距离有时候是一种神秘的催情剂,时间也是,思念在时空的转变中发酵、膨胀,直到势不可挡。
当然,时空的转变有时候也会扼杀思念,让一段感情逐渐冷却。
但我和夕儿之间不是这样,至少我不是这样,时空的阻隔,反而让我更加想念夕儿了
在夕儿生日前夕,每天早上起床后翻开崭新一页的日历本后,我都清楚地知道离夕儿的生日越来越近了。
我甚至突然奇想,如果我在夕儿生日那天,突然出现在她的面前,她会不会无比惊讶?
但这只是我偶然的念头,我知道我不会那么干的,我来新疆就是为了逃避夕儿,如果我自己送到她面前,那这种逃避就毫无意义
也可以说,我付出如此大的耗损,都等于前功尽弃了
但我心中的思念却没有停步,而且步伐越来越快了
我开始悄悄关注夕儿的QQ空间,还有她的个性签名,还有她的博客。
夕儿在这些络空间上记录了她很多的心事,或许她也认为我一定能看见吧?
夕儿生日终于到来了。这天,我在遥远的新疆,而夕儿在滨海,我们之间的距离,隔了五六千公里
差不多隔着整个世界
夕儿生日的前天夜里发表了一篇博文,看发表时间是深夜,已经过了零点,是她的一篇心情日志,从行文中也可以揣摩出她紊乱的心境。
这篇博文的标题是《我最爱的,你在哪里》。
显而易见,她这篇博文是写给远方的我,她或许也感应到我此刻一定会关注她的博客似的。
这篇博文写得不是很流畅,从字里行间都可以窥见她思绪之紊乱,像是在发泄,像是在感慨,又像有无数的思念与悲哀。
我在想如果这篇博文不是写在络上,而是写在日记本上,行为一定谁潦草的,因为她心中那情感的流动是汹涌的,是杂乱无章的。
这篇博文断断续续得记录我离开滨海后,她的整个心境,博文的有几段像是一双直触我的心。
“你走后,每个早晨,都是黑暗的开始,那每个暗无天日的白天。
你走后,每个夜晚,都是黑暗的延续,那每个碾转难眠的黑夜。
你走后,岁月死寂,阳光无法照进我的心里。
你走后,灯火难眠,月光不从逗留我的窗前。
你走后,我无法假装你还在我面前,再不见你的笑脸。
你走后,我无力假装还能在世人面前欢笑,心中的雨淅淅沥沥永远不会停止。”
这篇博文最后夕儿发出这样呼唤。
“我最爱的,你在哪里?你能否感觉到我对你日夜思念,就像地球永远转不停。
我最爱的,你在哪里?你能否感觉到自从你走后,你把我的魂魄也一同带走了。
我最爱的,你在哪里?你能否听见我对你绵长的呼唤,我的呼唤在心灵的山谷里回响,却无法到达你的彼岸。

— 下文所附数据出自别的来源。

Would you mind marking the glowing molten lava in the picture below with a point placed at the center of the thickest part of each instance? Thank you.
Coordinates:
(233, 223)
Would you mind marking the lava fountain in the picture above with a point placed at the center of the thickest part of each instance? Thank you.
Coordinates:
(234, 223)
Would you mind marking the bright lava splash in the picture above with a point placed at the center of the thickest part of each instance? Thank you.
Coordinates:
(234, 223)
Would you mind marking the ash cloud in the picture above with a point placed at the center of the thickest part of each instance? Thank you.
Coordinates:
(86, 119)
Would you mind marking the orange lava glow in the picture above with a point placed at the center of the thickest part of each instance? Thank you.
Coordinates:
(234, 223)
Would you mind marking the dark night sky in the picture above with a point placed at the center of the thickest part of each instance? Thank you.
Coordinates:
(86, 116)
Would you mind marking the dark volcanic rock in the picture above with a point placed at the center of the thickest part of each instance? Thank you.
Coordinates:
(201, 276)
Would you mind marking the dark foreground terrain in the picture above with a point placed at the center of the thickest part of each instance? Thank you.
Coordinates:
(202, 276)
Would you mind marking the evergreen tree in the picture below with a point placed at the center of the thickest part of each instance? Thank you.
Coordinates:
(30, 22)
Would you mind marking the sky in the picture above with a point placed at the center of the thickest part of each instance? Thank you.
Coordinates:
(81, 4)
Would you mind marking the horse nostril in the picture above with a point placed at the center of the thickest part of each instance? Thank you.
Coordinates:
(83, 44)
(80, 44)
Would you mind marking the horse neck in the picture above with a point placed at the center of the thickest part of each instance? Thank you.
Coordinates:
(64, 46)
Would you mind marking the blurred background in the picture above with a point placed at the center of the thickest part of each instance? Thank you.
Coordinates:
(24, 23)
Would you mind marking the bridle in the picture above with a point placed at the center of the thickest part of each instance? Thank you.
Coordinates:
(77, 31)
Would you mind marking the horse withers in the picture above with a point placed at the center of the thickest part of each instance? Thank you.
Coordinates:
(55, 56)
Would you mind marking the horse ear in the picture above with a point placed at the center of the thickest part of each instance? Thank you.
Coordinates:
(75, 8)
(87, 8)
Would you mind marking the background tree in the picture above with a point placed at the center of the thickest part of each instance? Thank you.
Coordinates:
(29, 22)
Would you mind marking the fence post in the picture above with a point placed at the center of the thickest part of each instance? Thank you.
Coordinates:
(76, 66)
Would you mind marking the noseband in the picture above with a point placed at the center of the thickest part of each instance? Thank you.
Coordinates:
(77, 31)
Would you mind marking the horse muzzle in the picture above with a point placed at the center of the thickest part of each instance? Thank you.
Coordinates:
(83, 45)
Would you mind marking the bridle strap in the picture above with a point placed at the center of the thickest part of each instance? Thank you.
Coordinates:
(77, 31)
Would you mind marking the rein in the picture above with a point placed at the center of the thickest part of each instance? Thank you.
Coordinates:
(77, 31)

我最爱的,你在哪里?你能否还记得今天是我的生日,我的生日得到了所有的祝福,唯独少了我最需要的你的问候。
我最爱的,回来吧回到我身边来我不会再让你受到任何伤害,我不会再违逆你的任何意愿,我会用全身心用我的全部灵魂去爱你,只爱你
我最爱的,回来吧住到我心里来我不会再让你为爱而四处逃离,我不会让你悲伤,我们结婚,我们生子,我们白首不相离”
我最爱的,如果你一定要远走高飞,那么,请把我带上好么?这世界没有任何我留念的地方,除了你,除了你……
回来吧回来吧我最爱的你可听见我的灵魂日夜在呼唤着你啊
我梦里总是梦见你回来了,在我造成睁开眼睛醒来时,我看见你坐在床边,坐在晨曦着,面带熟悉的微笑,静静地注视着我
我握住你的手,你握着我的手,我们彼此对视,我知道你终于回来了
当我从梦里醒来,发现卧室里静悄悄的,根本没有的影子,窗外是凌晨,天边没有丝曙光。
这样的梦境我不知已经做过多少回了,可我宁愿不要这样的梦境,因为醒来后发现你不在床边,因为等我发现那只是一个梦,它只能使得我的心填充更多的悲伤。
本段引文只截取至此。